The 7.5-meter metal likeness -- still covered in plastic -- features Kalashnikov cradling his eponymous AK-47 assault rifle and looking west down the Garden Ring that loops around central Moscow.
The statue was hoisted onto its plinth over the weekend beside a new business center.
A second metalwork sculpture, of St. George slaying a dragon with a spear tipped with a rifle sight with AK-47 written on it, stands nearby.
The Kalashnikov statues' sculptor, Salavat Shcherbakov, is also the artist behind a towering 17-meter statue of Prince Vladimir the Great that was erected -- amid controversy -- outside the Kremlin in November at a ceremony attended by President Vladimir Putin.
Shcherbakov told TASS news agency that the rifle was added to his original plan for the Kalashnikov statue because people might not recognize him without his signature contribution to the Soviet Army.
“So we dared to include the rifle after all,” Shcherbakov said.

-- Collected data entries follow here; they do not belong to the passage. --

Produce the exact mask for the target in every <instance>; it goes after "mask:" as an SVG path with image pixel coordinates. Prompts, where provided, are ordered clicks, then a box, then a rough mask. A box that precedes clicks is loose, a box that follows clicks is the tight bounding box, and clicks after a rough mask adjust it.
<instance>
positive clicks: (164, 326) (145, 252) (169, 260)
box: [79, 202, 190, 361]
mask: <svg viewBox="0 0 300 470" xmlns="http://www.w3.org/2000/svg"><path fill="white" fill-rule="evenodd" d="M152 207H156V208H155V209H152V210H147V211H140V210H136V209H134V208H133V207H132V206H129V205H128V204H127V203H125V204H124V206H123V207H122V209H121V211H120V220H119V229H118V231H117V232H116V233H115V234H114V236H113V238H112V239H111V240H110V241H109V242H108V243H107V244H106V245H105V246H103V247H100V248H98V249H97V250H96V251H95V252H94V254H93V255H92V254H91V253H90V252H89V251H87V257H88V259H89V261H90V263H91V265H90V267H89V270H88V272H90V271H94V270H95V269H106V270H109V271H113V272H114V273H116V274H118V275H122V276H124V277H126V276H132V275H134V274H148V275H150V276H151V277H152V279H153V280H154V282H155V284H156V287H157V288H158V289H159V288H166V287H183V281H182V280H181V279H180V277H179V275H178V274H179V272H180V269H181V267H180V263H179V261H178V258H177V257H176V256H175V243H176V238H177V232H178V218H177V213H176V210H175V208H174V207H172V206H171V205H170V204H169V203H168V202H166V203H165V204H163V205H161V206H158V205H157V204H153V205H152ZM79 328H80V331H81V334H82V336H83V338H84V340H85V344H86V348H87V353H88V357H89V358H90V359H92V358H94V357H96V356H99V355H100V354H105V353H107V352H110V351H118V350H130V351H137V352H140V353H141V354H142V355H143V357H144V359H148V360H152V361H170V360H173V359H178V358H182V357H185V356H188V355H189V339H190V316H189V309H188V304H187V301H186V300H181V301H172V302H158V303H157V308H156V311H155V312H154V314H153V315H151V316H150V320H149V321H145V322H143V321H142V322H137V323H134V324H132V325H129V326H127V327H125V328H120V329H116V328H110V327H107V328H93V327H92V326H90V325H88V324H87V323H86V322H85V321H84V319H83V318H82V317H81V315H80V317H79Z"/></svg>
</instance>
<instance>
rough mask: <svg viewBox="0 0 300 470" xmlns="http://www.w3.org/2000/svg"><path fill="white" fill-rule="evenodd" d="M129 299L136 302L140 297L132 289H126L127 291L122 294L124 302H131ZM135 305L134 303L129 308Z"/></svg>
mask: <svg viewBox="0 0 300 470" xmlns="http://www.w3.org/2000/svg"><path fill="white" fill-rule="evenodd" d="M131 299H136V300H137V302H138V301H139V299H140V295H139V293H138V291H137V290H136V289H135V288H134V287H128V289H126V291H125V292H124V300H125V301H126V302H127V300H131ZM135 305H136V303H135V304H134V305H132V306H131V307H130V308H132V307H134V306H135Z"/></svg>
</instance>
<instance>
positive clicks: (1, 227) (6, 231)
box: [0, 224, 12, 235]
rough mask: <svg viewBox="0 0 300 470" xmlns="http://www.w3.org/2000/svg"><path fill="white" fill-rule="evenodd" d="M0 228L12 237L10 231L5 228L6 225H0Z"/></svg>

Other prominent statues in the vicinity include statues to poets Alexander Pushkin and Vladimir Mayakovsky.
Russian Culture Minister Vladimir Medinsky presented plans to Putin for the Kalashnikov statue in September 2016 during a tour of the Kalashnikov arms manufacturer headquartered in Izhevsk, the capital of the republic of Udmurtia.
The project was backed by the Russian Military-Historic Society that is chaired by Medinsky and Rostec, the state weapons and technology conglomerate run by powerful Putin ally Sergei Chemezov.
Moscow Mayor Sergei Sobyanin, Medinsky, Chemezov, and Kalashnikov's daughter, Yelena Kalashnikova, were expected to attend the unveiling ceremony on September 19.
The statue was originally meant to be unveiled on January 21, marking the day in 1948 when Soviet Defense Minister Dmitry Ustinov signed a decree ordering the construction of an experimental batch of Kalashnikov rifles.
But the ceremony was moved because of inclement weather to May 8, ahead of Victory Day, and then to September 19, Gunmaker Day.
Not everyone is on board with the project.
Veronika Dolina, a local resident, posted a photograph of an apparent protester at the still-shrouded Kalashnikov statue holding a sign that said, “No to weapons, no to war.” She wrote: “Man at Kalashnikov pedestal. Humble hero, no posing.”
Resident Natalya Seina told 360, a local media outlet, "This is not artistic, to put it mildly. This is trash. It’s loathsome.” She also noted how Kalashnikov had lived his life in Izhevsk, not Moscow, unlike playwright Anton Chekhov and poet Aleksandr Pleshchev. "These are probably more worthy people than the creator of a rifle."
There are estimated to be as many as 200 million Kalashnikov rifles around the world -- prompting one expert to label it "the Coca-Cola of small arms" -- and they are manufactured in dozens of countries.
Mikhail Kalashnikov died in 2013 at the age of 94.